Felizmente para Pattinson, o diretor do filme, Matt Reeves, não se deixou intimidar pela imprensa prematura, e escalou o jovem ator agora com 35 anos como a versão mais recente do morcego de Gotham City. Mas os imprevistos continuaram chegando: o COVID atingiu cerca de um quarto das filmagens e a produção foi interrompida por seis meses. Quando voltou em setembro de 2020, Pattinson testou positivo para COVID apenas um dia após as filmagens.


“Tudo o que fizemos foi filmar um dia, e já não era apenas alguém que tinha se contaminado com o COVID – era o Batman, disse Reeves recentemente em entrevistas.


Felizmente, o ator se recuperou rapidamente e encontrou uma conexão surpreendente com seu diretor ao encarnar um dos super-heróis mais conhecidos e bem-sucedidos da história do cinema. O longa de Reeves estrelado por Pattinson é uma das maiores estreias do cinema em tempos de pandemia, e ressalta o desejo de todo um público para o gênero super-heróis cada vez mais em alta.


Em uma entrevista recente Pattinson foi indagado sobre o que ele achava de Matt Reeves como cineasta e ele simplesmente respondeu:


"Eu amo tanto esses filmes de “Macacos”. Houve apenas dois filmes – bem, três agora – onde eu queria fazer uma sequência: os filmes “Macacos”, “Sicario” e “Duna”. Eu vi os dois filmes de “Macacos” no cinema e pensei que o que ele poderia fazer com o mo-cap era tão inacreditável. Se ele conseguiu fazer isso com a cara de um macaco, então ele poderia fazer uma performance comigo também".

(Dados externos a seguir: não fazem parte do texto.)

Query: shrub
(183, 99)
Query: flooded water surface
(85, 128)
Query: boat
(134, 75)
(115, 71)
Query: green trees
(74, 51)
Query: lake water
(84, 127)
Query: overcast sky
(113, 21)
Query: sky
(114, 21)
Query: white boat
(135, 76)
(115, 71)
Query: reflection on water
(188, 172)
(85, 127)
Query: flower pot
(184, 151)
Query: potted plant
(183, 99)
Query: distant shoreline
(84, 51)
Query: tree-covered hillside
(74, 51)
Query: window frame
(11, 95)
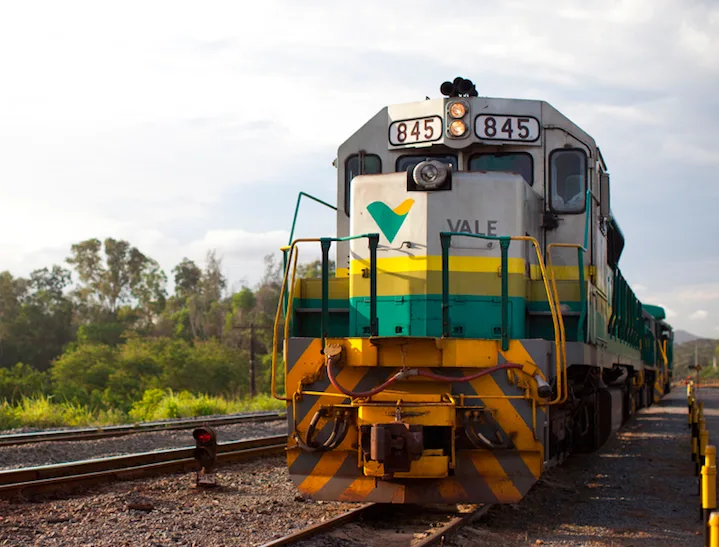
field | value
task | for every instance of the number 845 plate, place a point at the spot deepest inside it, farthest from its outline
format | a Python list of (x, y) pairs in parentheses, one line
[(493, 127)]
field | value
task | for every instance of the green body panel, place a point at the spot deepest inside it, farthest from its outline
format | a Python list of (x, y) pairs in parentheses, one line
[(416, 315), (421, 315), (307, 318), (540, 324), (655, 311)]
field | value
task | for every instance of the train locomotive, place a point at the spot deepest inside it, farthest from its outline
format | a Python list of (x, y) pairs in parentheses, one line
[(477, 328)]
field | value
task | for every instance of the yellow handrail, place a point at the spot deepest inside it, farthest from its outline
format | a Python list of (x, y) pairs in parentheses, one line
[(559, 305), (560, 373)]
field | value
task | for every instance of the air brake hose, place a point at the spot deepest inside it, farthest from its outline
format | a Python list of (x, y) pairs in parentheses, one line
[(411, 372)]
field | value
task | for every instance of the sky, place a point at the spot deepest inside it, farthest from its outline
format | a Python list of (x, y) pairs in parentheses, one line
[(184, 126)]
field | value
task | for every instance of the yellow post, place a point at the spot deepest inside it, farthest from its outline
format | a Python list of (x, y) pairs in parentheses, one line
[(695, 431), (714, 530), (709, 493)]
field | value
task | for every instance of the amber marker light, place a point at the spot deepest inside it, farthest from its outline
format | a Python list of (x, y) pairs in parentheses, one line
[(457, 110), (457, 128)]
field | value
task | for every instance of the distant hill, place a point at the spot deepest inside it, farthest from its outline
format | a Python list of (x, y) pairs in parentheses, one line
[(684, 354), (681, 336)]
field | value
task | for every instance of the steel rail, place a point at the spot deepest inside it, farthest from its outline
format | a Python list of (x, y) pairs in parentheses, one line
[(31, 480), (89, 433), (321, 527), (439, 535), (436, 536)]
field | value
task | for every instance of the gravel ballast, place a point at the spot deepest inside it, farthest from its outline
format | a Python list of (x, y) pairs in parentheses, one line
[(46, 453), (256, 503), (639, 490)]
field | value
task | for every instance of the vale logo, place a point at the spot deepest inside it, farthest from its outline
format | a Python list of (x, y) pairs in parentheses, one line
[(390, 220)]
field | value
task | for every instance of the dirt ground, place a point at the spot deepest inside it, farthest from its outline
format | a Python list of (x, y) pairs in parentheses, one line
[(638, 491)]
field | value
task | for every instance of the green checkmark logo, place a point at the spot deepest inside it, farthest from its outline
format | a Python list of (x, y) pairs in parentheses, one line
[(390, 220)]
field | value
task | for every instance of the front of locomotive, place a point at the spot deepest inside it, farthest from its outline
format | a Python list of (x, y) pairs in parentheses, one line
[(418, 382)]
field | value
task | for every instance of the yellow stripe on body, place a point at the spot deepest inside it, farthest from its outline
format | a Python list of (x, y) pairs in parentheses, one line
[(507, 416), (403, 264), (404, 207), (324, 471), (338, 288)]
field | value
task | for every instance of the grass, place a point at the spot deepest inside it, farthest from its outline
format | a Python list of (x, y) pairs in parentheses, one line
[(156, 404)]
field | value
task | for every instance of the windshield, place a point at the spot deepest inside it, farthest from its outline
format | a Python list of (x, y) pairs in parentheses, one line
[(409, 162), (509, 162)]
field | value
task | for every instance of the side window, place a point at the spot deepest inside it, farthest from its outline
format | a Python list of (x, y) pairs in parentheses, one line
[(370, 164), (510, 162), (409, 162), (567, 181)]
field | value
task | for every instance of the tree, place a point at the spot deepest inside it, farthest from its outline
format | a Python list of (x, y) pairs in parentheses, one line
[(123, 275), (187, 278), (205, 307), (313, 270)]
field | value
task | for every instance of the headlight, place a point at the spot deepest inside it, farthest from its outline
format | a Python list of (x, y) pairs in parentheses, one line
[(430, 174), (457, 110), (457, 128)]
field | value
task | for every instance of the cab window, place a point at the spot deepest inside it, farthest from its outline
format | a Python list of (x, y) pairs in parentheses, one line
[(567, 181), (509, 162), (371, 164), (409, 162)]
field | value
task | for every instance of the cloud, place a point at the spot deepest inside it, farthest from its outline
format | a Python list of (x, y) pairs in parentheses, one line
[(182, 129)]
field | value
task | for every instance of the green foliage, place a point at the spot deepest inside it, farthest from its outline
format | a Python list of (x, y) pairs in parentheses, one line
[(157, 404), (705, 350), (94, 353), (22, 381)]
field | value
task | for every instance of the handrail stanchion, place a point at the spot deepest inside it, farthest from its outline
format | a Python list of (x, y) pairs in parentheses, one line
[(504, 248), (373, 244), (445, 240), (708, 490), (324, 320)]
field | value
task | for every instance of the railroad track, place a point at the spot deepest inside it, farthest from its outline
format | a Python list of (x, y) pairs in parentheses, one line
[(378, 512), (88, 433), (29, 481)]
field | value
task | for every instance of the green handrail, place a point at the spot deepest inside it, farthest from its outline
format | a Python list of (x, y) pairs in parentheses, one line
[(582, 295), (292, 234), (326, 242), (504, 241), (297, 210)]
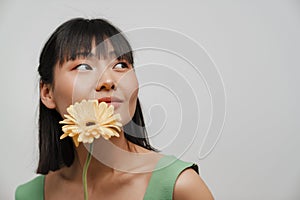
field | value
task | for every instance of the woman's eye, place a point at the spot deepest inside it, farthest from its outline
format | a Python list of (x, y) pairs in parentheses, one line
[(121, 65), (83, 67)]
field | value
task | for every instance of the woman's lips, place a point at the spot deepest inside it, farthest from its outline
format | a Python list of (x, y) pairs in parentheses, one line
[(116, 102)]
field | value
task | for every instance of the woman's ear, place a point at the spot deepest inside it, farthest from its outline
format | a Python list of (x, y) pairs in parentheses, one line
[(46, 94)]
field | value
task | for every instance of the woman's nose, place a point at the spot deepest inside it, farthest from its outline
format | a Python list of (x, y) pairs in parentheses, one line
[(105, 83)]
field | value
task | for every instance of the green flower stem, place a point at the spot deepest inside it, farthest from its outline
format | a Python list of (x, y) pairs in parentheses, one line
[(85, 168)]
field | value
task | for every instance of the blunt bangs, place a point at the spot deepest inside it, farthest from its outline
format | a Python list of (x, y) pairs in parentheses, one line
[(78, 40)]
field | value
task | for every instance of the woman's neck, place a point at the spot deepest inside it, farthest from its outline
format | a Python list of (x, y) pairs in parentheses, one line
[(110, 157)]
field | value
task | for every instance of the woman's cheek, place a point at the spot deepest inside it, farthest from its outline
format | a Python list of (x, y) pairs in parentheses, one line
[(130, 85)]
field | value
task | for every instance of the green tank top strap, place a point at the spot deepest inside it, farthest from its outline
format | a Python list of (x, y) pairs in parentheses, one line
[(162, 181), (32, 190)]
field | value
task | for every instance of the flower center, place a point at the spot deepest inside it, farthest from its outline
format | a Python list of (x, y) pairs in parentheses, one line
[(90, 123)]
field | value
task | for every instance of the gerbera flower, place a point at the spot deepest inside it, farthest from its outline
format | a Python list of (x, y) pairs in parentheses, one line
[(88, 120)]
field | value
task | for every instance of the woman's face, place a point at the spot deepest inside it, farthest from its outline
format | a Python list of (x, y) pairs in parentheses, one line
[(93, 78)]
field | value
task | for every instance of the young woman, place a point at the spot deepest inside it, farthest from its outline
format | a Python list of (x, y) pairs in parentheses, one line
[(91, 59)]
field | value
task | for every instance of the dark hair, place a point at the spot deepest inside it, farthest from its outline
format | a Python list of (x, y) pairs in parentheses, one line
[(64, 44)]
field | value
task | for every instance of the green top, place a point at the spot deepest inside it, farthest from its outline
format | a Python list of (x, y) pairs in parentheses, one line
[(160, 186)]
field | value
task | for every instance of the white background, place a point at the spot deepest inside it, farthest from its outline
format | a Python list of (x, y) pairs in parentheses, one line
[(255, 45)]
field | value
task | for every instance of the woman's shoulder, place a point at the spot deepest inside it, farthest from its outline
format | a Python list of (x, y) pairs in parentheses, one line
[(164, 176), (32, 189)]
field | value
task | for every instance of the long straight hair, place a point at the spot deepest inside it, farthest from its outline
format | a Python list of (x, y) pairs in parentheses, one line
[(64, 44)]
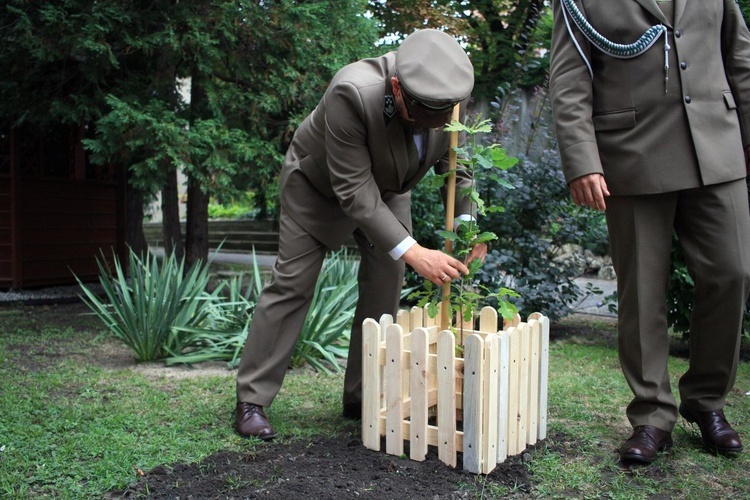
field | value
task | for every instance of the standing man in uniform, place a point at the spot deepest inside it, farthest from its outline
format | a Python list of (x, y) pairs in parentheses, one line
[(349, 170), (652, 113)]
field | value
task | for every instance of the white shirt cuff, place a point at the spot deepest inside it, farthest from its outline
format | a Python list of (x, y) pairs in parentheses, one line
[(400, 249)]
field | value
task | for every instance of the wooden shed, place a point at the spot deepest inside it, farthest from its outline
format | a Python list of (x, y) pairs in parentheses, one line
[(58, 212)]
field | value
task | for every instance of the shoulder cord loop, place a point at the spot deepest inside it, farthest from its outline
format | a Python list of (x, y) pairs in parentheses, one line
[(621, 51)]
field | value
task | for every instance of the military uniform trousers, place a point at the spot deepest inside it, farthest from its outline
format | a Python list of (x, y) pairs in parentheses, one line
[(713, 226)]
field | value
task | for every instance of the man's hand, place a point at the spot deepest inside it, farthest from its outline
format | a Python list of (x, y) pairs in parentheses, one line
[(434, 265), (590, 190)]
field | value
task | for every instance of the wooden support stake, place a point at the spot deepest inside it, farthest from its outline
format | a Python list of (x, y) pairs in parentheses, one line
[(450, 207)]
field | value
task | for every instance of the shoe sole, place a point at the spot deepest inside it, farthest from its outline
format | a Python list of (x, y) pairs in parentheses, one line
[(262, 438), (640, 459)]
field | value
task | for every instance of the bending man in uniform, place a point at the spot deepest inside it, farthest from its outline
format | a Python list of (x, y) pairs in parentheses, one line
[(349, 171)]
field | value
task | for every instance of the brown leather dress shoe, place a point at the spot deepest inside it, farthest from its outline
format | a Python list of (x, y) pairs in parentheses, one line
[(250, 421), (716, 433), (644, 444)]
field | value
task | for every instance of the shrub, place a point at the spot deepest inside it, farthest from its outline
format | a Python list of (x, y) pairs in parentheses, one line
[(326, 331), (222, 336), (147, 310)]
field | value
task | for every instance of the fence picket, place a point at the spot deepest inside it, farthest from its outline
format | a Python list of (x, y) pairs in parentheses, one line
[(419, 391), (394, 371), (371, 389), (446, 397)]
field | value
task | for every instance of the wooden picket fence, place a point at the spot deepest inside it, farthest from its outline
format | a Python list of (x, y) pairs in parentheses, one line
[(416, 389)]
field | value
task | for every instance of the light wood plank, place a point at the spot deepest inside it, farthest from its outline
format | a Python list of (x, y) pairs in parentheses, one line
[(446, 398), (533, 413), (473, 392), (490, 397), (418, 410), (370, 384), (523, 385), (514, 372), (488, 320), (503, 406), (394, 370)]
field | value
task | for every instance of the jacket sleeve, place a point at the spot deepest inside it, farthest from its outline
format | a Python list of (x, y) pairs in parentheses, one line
[(735, 45), (350, 168), (571, 93)]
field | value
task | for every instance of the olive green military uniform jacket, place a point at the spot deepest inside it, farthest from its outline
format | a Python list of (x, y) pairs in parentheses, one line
[(352, 163), (622, 123)]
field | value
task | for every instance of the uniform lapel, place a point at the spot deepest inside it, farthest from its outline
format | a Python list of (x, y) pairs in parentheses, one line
[(650, 5), (679, 9), (403, 150)]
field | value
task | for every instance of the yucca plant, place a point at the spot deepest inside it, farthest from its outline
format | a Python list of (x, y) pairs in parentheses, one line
[(222, 336), (147, 310), (326, 331)]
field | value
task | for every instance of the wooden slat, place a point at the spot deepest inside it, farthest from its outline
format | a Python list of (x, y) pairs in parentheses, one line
[(419, 369), (446, 368), (371, 389), (488, 320), (513, 389), (523, 386), (473, 393), (503, 406), (543, 373), (490, 397), (394, 372), (533, 413)]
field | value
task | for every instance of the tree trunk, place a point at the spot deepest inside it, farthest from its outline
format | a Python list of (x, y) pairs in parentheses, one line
[(134, 236), (197, 223), (170, 209), (196, 231)]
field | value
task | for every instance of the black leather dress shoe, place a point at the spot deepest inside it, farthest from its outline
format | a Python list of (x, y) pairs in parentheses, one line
[(716, 433), (644, 444), (250, 421), (353, 411)]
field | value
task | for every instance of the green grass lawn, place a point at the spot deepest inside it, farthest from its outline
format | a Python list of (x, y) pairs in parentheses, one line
[(78, 418)]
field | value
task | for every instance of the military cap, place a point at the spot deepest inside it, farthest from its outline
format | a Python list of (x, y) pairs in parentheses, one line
[(434, 70)]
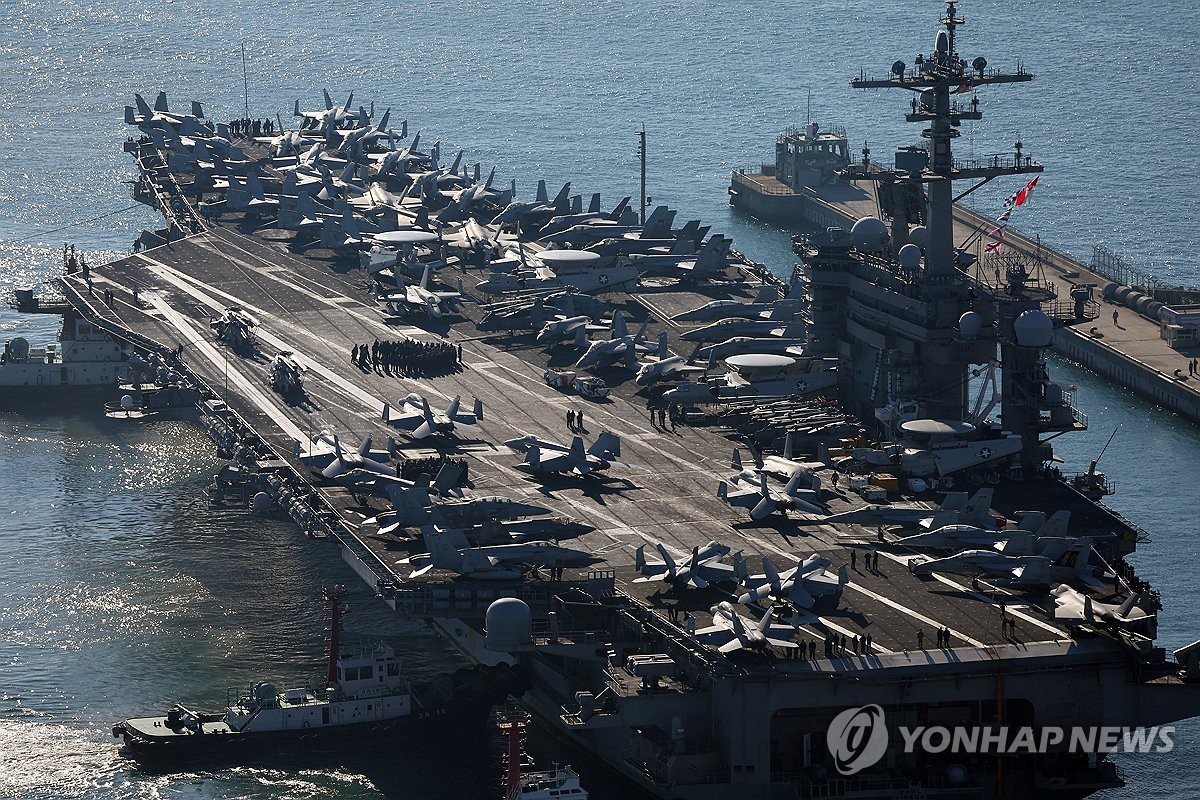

Em seguida ele falou sobre como foi a reação de Reeves quando soube que ele havia pegado COVID:

 

"Foi bem no auge das pessoas que realmente não sabiam o que exatamente estava acontecendo. Havíamos estabelecido um protocolo para fazer o projeto funcionar e, por acaso, acho que fui a primeira pessoa que teve que usar o protocolo. Quer dizer, eu estava meio envergonhado com a coisa toda, para ser honesto. Foi tão cedo depois que começamos a filmar e todo mundo era tão doce. Andy Serkis, com quem eu estava trabalhando na época, foi absolutamente adorável com isso. Eu estava apavorado com o que ia acontecer com a produção. Mas, tudo na verdade, foi uma boa prova de conceito de como proceder, e depois desse ponto, nada realmente aconteceu de qualquer maneira. Foi sorte".